As I discussed in my earlier money management series, creating a statistically random outcome is super simple. It could be based on price crossing a moving average with fixed stops and limits, the DI+ crossing the DI- on the ADX indicator or nearly any indicator lines in existence. So long as consistent stop and limit distances are used, the outcome consistently comes out random. Only the length of time in which profits or losses accrue varies among strategies. Nearly all of the alleged strategies return neither profits nor losses over a long enough time horizon. The wild ride up and down forms a random walk that ultimately heads nowhere.
Trading costs example
Trading costs and commissions are the genuine culprit dragging the random outcomes into consistent losers. Consider a strategy that breaks even on every trade. It never wins or loses. This would be a highly unusual random outcome strategy that we smooth for the sake of argument.

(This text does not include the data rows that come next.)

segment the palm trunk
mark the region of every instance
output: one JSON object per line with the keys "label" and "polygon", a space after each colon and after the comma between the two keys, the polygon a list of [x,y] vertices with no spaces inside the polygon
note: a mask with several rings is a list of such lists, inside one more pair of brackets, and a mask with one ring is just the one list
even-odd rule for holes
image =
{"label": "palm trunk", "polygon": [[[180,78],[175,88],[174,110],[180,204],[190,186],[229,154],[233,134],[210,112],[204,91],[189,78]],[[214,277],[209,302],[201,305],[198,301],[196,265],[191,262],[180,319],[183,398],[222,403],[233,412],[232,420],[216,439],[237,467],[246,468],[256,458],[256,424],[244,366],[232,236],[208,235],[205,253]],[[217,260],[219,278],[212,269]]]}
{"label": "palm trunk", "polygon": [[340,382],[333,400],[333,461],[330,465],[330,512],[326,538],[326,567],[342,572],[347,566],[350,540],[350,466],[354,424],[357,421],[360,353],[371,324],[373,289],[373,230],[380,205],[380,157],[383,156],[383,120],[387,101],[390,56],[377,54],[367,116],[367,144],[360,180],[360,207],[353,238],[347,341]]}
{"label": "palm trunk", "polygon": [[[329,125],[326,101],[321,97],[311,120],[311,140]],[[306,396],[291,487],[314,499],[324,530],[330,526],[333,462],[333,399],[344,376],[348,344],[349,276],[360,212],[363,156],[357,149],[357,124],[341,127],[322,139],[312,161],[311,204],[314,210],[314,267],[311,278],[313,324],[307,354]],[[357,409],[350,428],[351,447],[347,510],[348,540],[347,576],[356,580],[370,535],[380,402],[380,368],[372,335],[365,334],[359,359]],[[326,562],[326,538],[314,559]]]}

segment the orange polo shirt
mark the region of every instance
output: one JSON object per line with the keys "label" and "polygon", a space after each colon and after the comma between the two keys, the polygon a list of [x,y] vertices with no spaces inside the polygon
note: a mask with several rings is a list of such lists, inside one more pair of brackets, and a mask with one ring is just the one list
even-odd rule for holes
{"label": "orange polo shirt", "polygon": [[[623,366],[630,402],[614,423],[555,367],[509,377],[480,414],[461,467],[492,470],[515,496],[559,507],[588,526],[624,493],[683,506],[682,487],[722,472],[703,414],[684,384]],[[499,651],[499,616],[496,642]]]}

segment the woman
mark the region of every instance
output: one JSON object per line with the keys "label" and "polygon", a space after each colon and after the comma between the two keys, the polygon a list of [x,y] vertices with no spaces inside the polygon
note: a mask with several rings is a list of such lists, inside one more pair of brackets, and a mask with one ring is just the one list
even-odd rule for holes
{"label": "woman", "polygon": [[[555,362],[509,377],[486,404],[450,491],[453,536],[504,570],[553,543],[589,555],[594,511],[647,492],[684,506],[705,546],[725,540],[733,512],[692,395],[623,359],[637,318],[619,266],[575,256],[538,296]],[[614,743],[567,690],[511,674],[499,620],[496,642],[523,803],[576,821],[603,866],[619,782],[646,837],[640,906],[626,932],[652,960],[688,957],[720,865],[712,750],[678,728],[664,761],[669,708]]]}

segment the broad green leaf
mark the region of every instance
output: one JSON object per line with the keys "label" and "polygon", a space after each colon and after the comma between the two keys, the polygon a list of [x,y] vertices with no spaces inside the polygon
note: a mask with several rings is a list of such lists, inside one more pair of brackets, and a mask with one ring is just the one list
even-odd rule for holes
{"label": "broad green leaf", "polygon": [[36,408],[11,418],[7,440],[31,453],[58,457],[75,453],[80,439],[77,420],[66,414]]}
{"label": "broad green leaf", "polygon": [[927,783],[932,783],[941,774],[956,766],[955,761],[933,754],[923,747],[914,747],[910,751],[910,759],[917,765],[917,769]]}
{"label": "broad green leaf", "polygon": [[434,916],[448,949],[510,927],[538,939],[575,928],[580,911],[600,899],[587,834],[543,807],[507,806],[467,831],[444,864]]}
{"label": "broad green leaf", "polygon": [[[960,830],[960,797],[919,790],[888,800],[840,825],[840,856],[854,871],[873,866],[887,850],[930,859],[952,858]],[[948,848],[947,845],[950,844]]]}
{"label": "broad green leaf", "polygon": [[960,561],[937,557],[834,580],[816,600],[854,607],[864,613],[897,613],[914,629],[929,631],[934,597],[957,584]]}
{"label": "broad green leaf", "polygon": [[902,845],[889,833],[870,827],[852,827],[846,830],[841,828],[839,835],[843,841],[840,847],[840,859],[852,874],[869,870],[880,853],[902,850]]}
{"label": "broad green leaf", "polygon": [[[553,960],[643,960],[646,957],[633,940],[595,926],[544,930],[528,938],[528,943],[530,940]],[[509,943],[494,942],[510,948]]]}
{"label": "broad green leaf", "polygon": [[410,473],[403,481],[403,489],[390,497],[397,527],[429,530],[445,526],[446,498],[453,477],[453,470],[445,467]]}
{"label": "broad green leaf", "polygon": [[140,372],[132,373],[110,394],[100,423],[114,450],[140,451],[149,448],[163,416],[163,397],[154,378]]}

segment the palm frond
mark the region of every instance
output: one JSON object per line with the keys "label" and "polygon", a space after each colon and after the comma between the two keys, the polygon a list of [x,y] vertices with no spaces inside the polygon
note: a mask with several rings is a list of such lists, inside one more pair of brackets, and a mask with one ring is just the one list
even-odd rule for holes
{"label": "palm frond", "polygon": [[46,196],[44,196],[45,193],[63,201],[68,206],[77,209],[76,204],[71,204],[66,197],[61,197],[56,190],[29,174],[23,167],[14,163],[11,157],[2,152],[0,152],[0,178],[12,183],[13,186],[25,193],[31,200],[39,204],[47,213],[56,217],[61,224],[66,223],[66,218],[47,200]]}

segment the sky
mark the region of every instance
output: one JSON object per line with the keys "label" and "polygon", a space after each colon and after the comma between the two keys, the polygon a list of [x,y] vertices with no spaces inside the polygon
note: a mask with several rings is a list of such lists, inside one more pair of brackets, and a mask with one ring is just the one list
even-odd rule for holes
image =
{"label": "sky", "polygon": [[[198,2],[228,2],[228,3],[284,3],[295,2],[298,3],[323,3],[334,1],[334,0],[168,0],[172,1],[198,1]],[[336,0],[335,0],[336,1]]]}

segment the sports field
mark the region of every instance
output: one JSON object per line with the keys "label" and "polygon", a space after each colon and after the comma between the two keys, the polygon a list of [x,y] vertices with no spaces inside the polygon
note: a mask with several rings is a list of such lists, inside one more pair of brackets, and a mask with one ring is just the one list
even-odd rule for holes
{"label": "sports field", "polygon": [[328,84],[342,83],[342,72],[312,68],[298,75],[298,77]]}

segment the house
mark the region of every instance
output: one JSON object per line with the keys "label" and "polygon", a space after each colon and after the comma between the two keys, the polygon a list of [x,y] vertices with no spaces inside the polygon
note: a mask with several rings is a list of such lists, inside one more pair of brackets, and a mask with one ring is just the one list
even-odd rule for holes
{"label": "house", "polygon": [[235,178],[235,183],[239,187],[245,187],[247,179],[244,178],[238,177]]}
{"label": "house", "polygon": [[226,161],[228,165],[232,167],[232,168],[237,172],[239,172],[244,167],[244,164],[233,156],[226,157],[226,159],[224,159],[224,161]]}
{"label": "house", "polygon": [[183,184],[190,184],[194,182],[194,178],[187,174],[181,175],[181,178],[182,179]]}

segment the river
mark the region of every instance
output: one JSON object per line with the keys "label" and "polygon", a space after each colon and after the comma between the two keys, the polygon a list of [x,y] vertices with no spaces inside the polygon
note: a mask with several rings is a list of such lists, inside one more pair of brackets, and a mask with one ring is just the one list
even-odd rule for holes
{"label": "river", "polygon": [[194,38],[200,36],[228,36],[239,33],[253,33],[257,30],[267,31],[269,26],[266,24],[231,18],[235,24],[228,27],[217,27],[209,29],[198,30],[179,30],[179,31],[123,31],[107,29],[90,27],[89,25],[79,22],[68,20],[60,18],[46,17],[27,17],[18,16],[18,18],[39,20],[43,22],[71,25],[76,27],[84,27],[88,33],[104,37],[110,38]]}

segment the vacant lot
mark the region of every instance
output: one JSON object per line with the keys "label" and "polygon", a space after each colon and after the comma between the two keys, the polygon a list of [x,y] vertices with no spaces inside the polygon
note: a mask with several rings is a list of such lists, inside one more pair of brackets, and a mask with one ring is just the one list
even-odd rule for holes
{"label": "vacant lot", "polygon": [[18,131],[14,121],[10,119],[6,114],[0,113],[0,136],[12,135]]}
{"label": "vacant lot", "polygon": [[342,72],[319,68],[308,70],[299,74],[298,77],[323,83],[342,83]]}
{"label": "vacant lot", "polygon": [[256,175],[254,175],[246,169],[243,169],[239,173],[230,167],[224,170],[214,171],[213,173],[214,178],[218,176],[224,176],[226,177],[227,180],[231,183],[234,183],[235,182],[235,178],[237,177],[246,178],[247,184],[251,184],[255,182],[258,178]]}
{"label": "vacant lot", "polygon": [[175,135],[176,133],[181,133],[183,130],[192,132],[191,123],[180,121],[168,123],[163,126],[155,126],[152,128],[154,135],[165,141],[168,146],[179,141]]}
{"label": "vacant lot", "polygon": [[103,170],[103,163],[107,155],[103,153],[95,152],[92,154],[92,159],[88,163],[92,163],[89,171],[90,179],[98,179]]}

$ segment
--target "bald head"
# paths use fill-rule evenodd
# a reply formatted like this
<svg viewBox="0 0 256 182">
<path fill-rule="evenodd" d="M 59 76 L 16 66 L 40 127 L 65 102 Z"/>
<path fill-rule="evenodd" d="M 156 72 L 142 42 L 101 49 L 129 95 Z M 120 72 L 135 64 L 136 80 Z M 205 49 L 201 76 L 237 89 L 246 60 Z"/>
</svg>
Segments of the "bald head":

The profit is zero, but every trade incurs a cost. The EURUSD typically costs $2 per mini lot, based on zero commissions and a 2 pip spread. Trades in our hypothetical strategy never win or lose. The trading costs ensure that our account decreases $2 after every trade. Trading 100 times decreases the balance $200. Trading 500 times decreases the balance $1,000.
If a chart of your account equity looks like a straight line to zero, I almost guarantee that trading costs are the real issue killing your expert advisor. Costs are the only issue which could account for such brutal consistency, aside from silly examples like using a 2 pip stop loss with a 100 pip take profit.
My first trading account might form an exception. Unlike most traders that never accept losses, I never accepted winners. Maybe I was profoundly greedy, but I always believed that the market had more juice in it. Like clockwork, my initial instincts were right, only to have the market double back and hit my stop loss. I wound up with 50 consecutive losing trades, all held at least one day, over a period of 2 months.
The chances that your strategy never takes profit are pretty minimal, unless you’re an oddball like myself. Trading costs are almost always the culprit.